# opening/refreshing pages - random 404 page not found messages.



## jjp_nl (Aug 11, 2011)

Ever since I joined this forum I noticed that quite regularly I can't seem to open of refresh pages. It only happens on this forum, and will only last maybe a minute or so, or even less, but sometimes out-of-the-blue I get a 404 page not found error, and then half a minute or so later everything seems to be working fine. Not a big issue perse as the site comes back quick after it happens, but for example when I'm typing a random message and want to preview it, I sometimes lose my message because I end up with the 404 message and have to go back and type it again.

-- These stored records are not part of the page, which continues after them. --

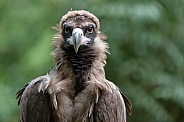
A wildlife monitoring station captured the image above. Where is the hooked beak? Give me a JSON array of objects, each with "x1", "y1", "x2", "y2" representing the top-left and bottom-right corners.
[{"x1": 72, "y1": 28, "x2": 91, "y2": 54}]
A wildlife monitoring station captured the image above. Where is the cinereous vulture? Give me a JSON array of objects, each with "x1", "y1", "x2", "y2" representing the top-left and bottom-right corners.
[{"x1": 17, "y1": 10, "x2": 132, "y2": 122}]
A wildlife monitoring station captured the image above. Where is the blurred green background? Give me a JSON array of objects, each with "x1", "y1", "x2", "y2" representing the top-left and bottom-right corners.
[{"x1": 0, "y1": 0, "x2": 184, "y2": 122}]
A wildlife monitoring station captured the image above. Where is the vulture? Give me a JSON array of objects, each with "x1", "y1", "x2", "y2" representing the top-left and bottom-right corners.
[{"x1": 17, "y1": 10, "x2": 132, "y2": 122}]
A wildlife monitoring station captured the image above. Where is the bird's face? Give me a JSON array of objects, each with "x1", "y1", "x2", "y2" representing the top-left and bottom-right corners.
[{"x1": 61, "y1": 16, "x2": 97, "y2": 54}]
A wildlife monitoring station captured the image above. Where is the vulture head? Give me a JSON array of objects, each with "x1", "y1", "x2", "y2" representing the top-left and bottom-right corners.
[
  {"x1": 53, "y1": 10, "x2": 108, "y2": 92},
  {"x1": 53, "y1": 10, "x2": 108, "y2": 80},
  {"x1": 60, "y1": 10, "x2": 100, "y2": 54}
]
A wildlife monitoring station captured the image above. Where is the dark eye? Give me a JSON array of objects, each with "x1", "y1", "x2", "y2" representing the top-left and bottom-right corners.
[
  {"x1": 87, "y1": 27, "x2": 94, "y2": 33},
  {"x1": 64, "y1": 27, "x2": 70, "y2": 33}
]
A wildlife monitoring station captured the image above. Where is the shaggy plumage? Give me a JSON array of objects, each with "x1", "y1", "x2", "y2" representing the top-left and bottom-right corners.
[{"x1": 17, "y1": 10, "x2": 132, "y2": 122}]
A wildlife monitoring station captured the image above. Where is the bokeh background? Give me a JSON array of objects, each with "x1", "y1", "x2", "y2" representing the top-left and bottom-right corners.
[{"x1": 0, "y1": 0, "x2": 184, "y2": 122}]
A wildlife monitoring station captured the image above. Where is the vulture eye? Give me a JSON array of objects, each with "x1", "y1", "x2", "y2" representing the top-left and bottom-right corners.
[{"x1": 87, "y1": 27, "x2": 93, "y2": 33}]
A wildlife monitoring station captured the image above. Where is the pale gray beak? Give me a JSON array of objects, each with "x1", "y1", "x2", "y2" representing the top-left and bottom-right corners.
[{"x1": 72, "y1": 28, "x2": 91, "y2": 54}]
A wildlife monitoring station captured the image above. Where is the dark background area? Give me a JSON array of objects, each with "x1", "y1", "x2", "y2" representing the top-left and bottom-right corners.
[{"x1": 0, "y1": 0, "x2": 184, "y2": 122}]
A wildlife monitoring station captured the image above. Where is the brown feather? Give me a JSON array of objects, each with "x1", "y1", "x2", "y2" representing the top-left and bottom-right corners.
[{"x1": 17, "y1": 10, "x2": 132, "y2": 122}]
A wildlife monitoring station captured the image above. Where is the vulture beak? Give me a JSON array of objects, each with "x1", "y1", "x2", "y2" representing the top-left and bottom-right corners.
[{"x1": 72, "y1": 28, "x2": 91, "y2": 54}]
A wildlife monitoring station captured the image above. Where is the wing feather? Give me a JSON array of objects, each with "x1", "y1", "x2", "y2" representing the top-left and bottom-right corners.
[{"x1": 94, "y1": 81, "x2": 131, "y2": 122}]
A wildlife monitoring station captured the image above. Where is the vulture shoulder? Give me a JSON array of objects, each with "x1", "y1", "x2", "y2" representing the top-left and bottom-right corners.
[
  {"x1": 17, "y1": 75, "x2": 54, "y2": 122},
  {"x1": 94, "y1": 81, "x2": 132, "y2": 122}
]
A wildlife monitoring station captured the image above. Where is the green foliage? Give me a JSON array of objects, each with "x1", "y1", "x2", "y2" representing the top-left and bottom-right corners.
[{"x1": 0, "y1": 0, "x2": 184, "y2": 122}]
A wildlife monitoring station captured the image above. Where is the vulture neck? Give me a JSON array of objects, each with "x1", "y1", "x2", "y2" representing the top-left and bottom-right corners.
[{"x1": 65, "y1": 48, "x2": 98, "y2": 94}]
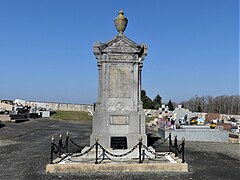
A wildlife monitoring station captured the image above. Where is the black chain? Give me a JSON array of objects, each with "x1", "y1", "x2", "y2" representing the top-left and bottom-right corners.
[
  {"x1": 157, "y1": 136, "x2": 169, "y2": 145},
  {"x1": 69, "y1": 139, "x2": 84, "y2": 148}
]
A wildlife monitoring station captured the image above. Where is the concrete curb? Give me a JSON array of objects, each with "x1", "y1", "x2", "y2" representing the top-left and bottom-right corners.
[{"x1": 46, "y1": 163, "x2": 188, "y2": 173}]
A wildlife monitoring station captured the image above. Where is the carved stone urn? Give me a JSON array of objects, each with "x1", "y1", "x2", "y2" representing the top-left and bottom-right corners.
[{"x1": 114, "y1": 10, "x2": 128, "y2": 34}]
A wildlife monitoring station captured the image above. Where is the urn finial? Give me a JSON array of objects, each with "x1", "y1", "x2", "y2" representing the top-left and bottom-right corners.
[{"x1": 114, "y1": 10, "x2": 128, "y2": 35}]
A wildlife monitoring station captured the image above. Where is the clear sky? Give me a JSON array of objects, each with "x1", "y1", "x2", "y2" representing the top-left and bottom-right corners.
[{"x1": 0, "y1": 0, "x2": 240, "y2": 104}]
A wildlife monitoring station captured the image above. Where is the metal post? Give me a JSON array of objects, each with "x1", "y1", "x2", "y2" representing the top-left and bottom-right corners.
[
  {"x1": 50, "y1": 136, "x2": 54, "y2": 164},
  {"x1": 174, "y1": 135, "x2": 178, "y2": 157},
  {"x1": 65, "y1": 132, "x2": 69, "y2": 153},
  {"x1": 58, "y1": 134, "x2": 62, "y2": 158},
  {"x1": 168, "y1": 133, "x2": 172, "y2": 152},
  {"x1": 142, "y1": 149, "x2": 145, "y2": 162},
  {"x1": 95, "y1": 137, "x2": 98, "y2": 164},
  {"x1": 103, "y1": 149, "x2": 105, "y2": 160},
  {"x1": 138, "y1": 137, "x2": 142, "y2": 164},
  {"x1": 182, "y1": 138, "x2": 185, "y2": 163}
]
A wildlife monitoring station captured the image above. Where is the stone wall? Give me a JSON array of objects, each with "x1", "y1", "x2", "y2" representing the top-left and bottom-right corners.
[{"x1": 26, "y1": 101, "x2": 93, "y2": 112}]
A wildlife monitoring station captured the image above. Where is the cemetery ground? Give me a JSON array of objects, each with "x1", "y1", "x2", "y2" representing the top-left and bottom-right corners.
[{"x1": 0, "y1": 119, "x2": 240, "y2": 180}]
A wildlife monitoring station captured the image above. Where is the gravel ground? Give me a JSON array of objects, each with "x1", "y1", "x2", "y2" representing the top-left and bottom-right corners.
[{"x1": 0, "y1": 119, "x2": 240, "y2": 180}]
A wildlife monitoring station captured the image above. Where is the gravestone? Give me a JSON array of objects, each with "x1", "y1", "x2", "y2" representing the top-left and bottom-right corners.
[{"x1": 90, "y1": 11, "x2": 147, "y2": 149}]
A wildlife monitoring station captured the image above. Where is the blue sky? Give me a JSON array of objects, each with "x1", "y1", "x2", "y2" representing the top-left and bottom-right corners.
[{"x1": 0, "y1": 0, "x2": 240, "y2": 104}]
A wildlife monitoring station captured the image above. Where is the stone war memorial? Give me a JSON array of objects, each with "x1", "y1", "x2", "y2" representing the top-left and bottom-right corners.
[{"x1": 46, "y1": 11, "x2": 188, "y2": 173}]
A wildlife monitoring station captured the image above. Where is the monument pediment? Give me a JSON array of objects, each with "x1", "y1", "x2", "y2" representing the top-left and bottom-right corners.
[
  {"x1": 98, "y1": 35, "x2": 141, "y2": 53},
  {"x1": 94, "y1": 34, "x2": 147, "y2": 61},
  {"x1": 103, "y1": 38, "x2": 139, "y2": 53}
]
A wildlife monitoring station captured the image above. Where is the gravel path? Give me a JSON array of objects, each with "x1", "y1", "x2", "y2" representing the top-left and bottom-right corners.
[{"x1": 0, "y1": 119, "x2": 240, "y2": 180}]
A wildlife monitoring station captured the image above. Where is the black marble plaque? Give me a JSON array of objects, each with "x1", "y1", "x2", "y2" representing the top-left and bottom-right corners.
[{"x1": 111, "y1": 137, "x2": 127, "y2": 149}]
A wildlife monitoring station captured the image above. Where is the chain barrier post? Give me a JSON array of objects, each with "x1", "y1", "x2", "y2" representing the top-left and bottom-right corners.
[
  {"x1": 168, "y1": 133, "x2": 172, "y2": 152},
  {"x1": 58, "y1": 134, "x2": 62, "y2": 158},
  {"x1": 138, "y1": 137, "x2": 142, "y2": 164},
  {"x1": 95, "y1": 137, "x2": 98, "y2": 164},
  {"x1": 50, "y1": 136, "x2": 54, "y2": 164},
  {"x1": 174, "y1": 135, "x2": 178, "y2": 157},
  {"x1": 142, "y1": 149, "x2": 145, "y2": 162},
  {"x1": 182, "y1": 138, "x2": 185, "y2": 163},
  {"x1": 103, "y1": 149, "x2": 105, "y2": 160},
  {"x1": 65, "y1": 132, "x2": 69, "y2": 153}
]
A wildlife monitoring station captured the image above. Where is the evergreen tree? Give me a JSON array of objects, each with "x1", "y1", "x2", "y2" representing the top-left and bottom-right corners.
[
  {"x1": 153, "y1": 94, "x2": 162, "y2": 109},
  {"x1": 141, "y1": 90, "x2": 153, "y2": 109},
  {"x1": 167, "y1": 100, "x2": 174, "y2": 111}
]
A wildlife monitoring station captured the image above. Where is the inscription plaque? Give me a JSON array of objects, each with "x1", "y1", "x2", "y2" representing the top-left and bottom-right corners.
[
  {"x1": 110, "y1": 115, "x2": 129, "y2": 125},
  {"x1": 109, "y1": 66, "x2": 133, "y2": 98},
  {"x1": 110, "y1": 137, "x2": 127, "y2": 149}
]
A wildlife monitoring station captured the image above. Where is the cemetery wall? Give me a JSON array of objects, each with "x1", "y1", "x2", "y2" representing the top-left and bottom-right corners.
[{"x1": 26, "y1": 101, "x2": 93, "y2": 112}]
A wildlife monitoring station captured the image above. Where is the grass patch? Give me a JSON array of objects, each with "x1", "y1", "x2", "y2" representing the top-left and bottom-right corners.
[
  {"x1": 146, "y1": 116, "x2": 156, "y2": 123},
  {"x1": 50, "y1": 111, "x2": 92, "y2": 121}
]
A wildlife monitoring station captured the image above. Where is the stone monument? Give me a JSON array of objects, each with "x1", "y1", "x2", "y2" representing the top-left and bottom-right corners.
[{"x1": 90, "y1": 11, "x2": 147, "y2": 149}]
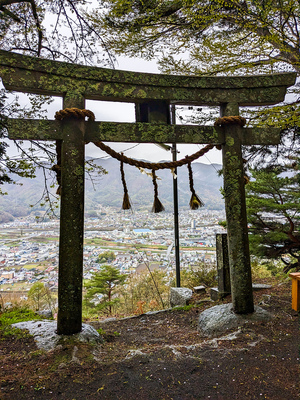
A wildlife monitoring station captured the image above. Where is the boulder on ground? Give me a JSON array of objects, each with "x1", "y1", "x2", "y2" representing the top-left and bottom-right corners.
[
  {"x1": 170, "y1": 288, "x2": 193, "y2": 307},
  {"x1": 198, "y1": 303, "x2": 271, "y2": 337}
]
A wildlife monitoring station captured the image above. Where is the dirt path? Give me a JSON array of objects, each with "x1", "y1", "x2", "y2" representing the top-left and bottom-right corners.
[{"x1": 0, "y1": 283, "x2": 300, "y2": 400}]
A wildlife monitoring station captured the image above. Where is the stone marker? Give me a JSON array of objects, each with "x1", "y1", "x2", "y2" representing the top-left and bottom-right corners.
[{"x1": 193, "y1": 285, "x2": 206, "y2": 293}]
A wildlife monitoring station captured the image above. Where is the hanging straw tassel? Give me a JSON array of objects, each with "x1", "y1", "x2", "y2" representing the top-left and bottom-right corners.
[
  {"x1": 120, "y1": 161, "x2": 131, "y2": 210},
  {"x1": 152, "y1": 169, "x2": 165, "y2": 213},
  {"x1": 187, "y1": 162, "x2": 204, "y2": 210}
]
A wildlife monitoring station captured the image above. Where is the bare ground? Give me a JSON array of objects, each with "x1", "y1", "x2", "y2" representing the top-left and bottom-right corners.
[{"x1": 0, "y1": 281, "x2": 300, "y2": 400}]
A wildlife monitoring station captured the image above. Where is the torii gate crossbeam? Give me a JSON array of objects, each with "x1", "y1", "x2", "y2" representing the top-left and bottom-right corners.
[{"x1": 0, "y1": 51, "x2": 296, "y2": 335}]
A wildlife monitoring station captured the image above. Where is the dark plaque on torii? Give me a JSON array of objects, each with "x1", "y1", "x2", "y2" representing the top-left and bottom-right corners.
[{"x1": 0, "y1": 51, "x2": 296, "y2": 335}]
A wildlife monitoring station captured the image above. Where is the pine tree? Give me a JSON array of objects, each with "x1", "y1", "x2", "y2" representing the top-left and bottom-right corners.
[
  {"x1": 85, "y1": 265, "x2": 126, "y2": 314},
  {"x1": 246, "y1": 164, "x2": 300, "y2": 272}
]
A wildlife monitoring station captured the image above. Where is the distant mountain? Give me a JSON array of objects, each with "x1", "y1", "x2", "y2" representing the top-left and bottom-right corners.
[{"x1": 0, "y1": 158, "x2": 224, "y2": 222}]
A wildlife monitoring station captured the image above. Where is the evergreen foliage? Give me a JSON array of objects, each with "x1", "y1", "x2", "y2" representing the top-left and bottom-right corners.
[{"x1": 85, "y1": 265, "x2": 126, "y2": 314}]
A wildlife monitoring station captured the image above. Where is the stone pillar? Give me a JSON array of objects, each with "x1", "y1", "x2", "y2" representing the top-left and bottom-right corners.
[
  {"x1": 216, "y1": 233, "x2": 231, "y2": 298},
  {"x1": 221, "y1": 103, "x2": 254, "y2": 314},
  {"x1": 57, "y1": 96, "x2": 85, "y2": 335}
]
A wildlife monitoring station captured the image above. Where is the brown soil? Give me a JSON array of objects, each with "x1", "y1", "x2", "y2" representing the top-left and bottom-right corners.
[{"x1": 0, "y1": 282, "x2": 300, "y2": 400}]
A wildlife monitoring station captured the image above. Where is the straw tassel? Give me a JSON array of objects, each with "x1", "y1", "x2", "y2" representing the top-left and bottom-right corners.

Is this a known 'general' problem? Maybe a temporary server overload or something?

Just curious.

J


----------



## Wurger (Aug 11, 2011)

Undoubtedly there is something with re-freshing of pages here. But no error message so far and it appears not too often. Just I have to click the Re-fresh icon of the net browser again. But it might be caused by the server. I suggest updating the Windows and the net browser. The problem has appeared very often when I was working with Windows98SE+IE6SP1 or Mozilla FireFox 2.0PL. Now I'm using a laptop with Vista+Mozilla ver3.6.18 and the problem happens quite rarely.


----------



## jjp_nl (Aug 11, 2011)

I make sure windows and my browser(s) are all up-to-date.....at all times, been doing that since like forever, to no avail as far as my issues with ww2ac are concerned. All other websites, forums. etc. etc. work like a charm, just this one keeps giving me troubles from time to time. I'm currently using Win 7 Ultimate 64bit + FF.


----------



## Wurger (Aug 11, 2011)

I see. The issue has been reported to Admins.


----------